Visão geral da empresa
Agricultural sciences company FMC Corporation develops, markets, and sells crop protection chemicals, offering a comprehensive portfolio of insecticides, herbicides, and fungicides across global regions including Latin America, North America, Europe, the Middle East, Africa, and Asia. Operating within the Basic Materials sector and specifically the Agricultural Inputs industry, the firm positions itself to address the global demand for food security and crop yield optimization through chemical solutions. The company demonstrates a significant operational footprint with a total market capitalization of $2.23B and an annual revenue (TTM) of $3.47B, supported by an employee base of 5500 individuals. These valuation and revenue figures indicate that FMC holds a substantial position in the global supply chain, serving as a critical supplier for farmers and distributors who rely on its specialized inputs to manage pest and disease pressures in diverse climatic conditions.
Saúde financeira
The company reported a revenue of $3.47B over the trailing twelve months, yet it posted a net income of $-2,203,399,936, revealing a severe cost structure issue where expenses significantly outweighed profitability despite substantial sales volume. While the bottom line suffered, the firm maintained an EBITDA of $413.80M, suggesting that operating cash generation remains positive before interest, taxes, depreciation, and amortization, which provides a buffer against high interest costs.
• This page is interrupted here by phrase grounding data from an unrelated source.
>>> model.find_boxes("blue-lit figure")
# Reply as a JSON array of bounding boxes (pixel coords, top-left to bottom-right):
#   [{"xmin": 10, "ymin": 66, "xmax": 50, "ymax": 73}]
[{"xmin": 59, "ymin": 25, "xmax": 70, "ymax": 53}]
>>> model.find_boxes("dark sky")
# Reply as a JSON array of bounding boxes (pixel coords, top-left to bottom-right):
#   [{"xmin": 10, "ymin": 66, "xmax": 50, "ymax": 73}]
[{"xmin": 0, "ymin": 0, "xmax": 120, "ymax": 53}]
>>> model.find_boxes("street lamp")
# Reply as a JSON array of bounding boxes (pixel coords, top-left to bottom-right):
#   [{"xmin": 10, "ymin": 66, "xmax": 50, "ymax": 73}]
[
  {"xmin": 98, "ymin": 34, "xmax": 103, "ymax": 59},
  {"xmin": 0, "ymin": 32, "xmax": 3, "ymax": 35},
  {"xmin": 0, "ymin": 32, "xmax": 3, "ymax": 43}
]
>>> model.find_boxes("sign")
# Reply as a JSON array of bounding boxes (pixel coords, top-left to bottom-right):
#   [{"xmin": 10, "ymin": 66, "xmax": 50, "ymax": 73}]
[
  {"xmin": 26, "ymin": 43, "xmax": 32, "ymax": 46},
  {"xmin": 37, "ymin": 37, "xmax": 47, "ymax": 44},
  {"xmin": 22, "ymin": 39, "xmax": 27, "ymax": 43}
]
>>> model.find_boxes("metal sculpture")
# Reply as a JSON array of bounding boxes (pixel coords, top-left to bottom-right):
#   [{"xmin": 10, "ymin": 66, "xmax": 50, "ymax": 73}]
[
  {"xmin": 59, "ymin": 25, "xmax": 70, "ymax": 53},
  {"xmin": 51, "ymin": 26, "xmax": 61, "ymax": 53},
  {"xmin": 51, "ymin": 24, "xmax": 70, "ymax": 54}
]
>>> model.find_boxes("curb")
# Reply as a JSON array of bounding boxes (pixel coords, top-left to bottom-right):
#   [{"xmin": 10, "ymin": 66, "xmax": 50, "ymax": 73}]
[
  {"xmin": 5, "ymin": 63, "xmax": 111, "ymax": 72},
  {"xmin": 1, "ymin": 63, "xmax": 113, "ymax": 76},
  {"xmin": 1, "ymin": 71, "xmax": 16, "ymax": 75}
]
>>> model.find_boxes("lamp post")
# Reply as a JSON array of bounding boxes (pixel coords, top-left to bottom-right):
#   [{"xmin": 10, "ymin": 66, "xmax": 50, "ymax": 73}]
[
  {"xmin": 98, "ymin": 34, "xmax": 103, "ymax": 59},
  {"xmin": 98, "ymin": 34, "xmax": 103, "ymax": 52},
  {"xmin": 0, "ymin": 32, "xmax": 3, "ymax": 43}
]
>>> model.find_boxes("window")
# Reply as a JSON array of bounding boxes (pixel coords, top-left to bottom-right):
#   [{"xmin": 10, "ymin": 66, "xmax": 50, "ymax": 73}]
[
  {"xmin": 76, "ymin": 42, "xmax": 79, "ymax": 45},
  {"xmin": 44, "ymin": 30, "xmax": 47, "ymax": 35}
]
The free cash flow for the period was $94.78M, indicating that the business retains some liquidity after capital expenditures, though this amount is modest relative to the scale of debt obligations. Margin analysis highlights a gross margin of 33.8%, an operating margin of 9.5%, and a profit margin of -64.6%, illustrating that while the cost of goods sold is managed reasonably well, the combination of high operating expenses and the net loss drives the overall profitability deeply into negative territory. On the balance sheet, cash holdings of $584.50M are insufficient to cover total debt of $4.20B, and the debt-to-equity ratio of 200.05% confirms that the capital structure is heavily leveraged. Liquidity assessment shows a current ratio of 1.32, which indicates that the company possesses enough current assets to cover its current liabilities, though the margin is relatively narrow given the heavy debt load. Return metrics further reflect the financial stress, with a return on equity of -66.6% and a return on assets of 1.4%, revealing that management effectiveness is currently compromised by the significant net loss impacting shareholder value and asset utilization.
Avaliação de valorização
The valuation metrics present a complex picture with a trailing P/E ratio of N/A due to the net loss, while the forward P/E stands at 7.95, implying that the market expects earnings to recover and become positive in the near future to justify the current share price. The price-to-book ratio is 1.08, indicating that the stock trades at a slight premium to its book value, suggesting that investors value the brand and intangible assets despite current profitability challenges. Alternative valuation multiples provide additional context, with a price-to-sales ratio of 0.64 and an EV/EBITDA of 14.19, which suggest the company is valued conservatively based on sales and earnings power relative to its enterprise value. The 52-week high is $44.78 and the 52-week low is $12.17, placing the current trading price at a level that reflects significant volatility and potential undervaluation relative to the recent peak. The beta value of 0.52 indicates that the stock exhibits lower price volatility than the broader market, meaning it tends to move less drastically than the overall index during periods of market turbulence.
Growth & Income
Revenue growth year-over-year declined by 11.5%, while earnings growth is N/A due to the current net loss, implying that the company is currently contracting in terms of top-line revenue without any positive earnings expansion to support the decline. The company currently pays a dividend with a yield of 1.8%, but the payout ratio is 223.1%, which is mathematically unsustainable given the negative net income and indicates that the dividend is being funded from cash reserves rather than retained earnings. This high payout ratio combined with a negative return on equity suggests that the dividend policy is under significant financial strain and may not be sustainable without a rapid return to profitability. Overall, the growth and income profile reflects a company in a transitional phase where revenue contraction and a loss-making status coexist with a dividend yield that is currently not backed by organic earnings generation.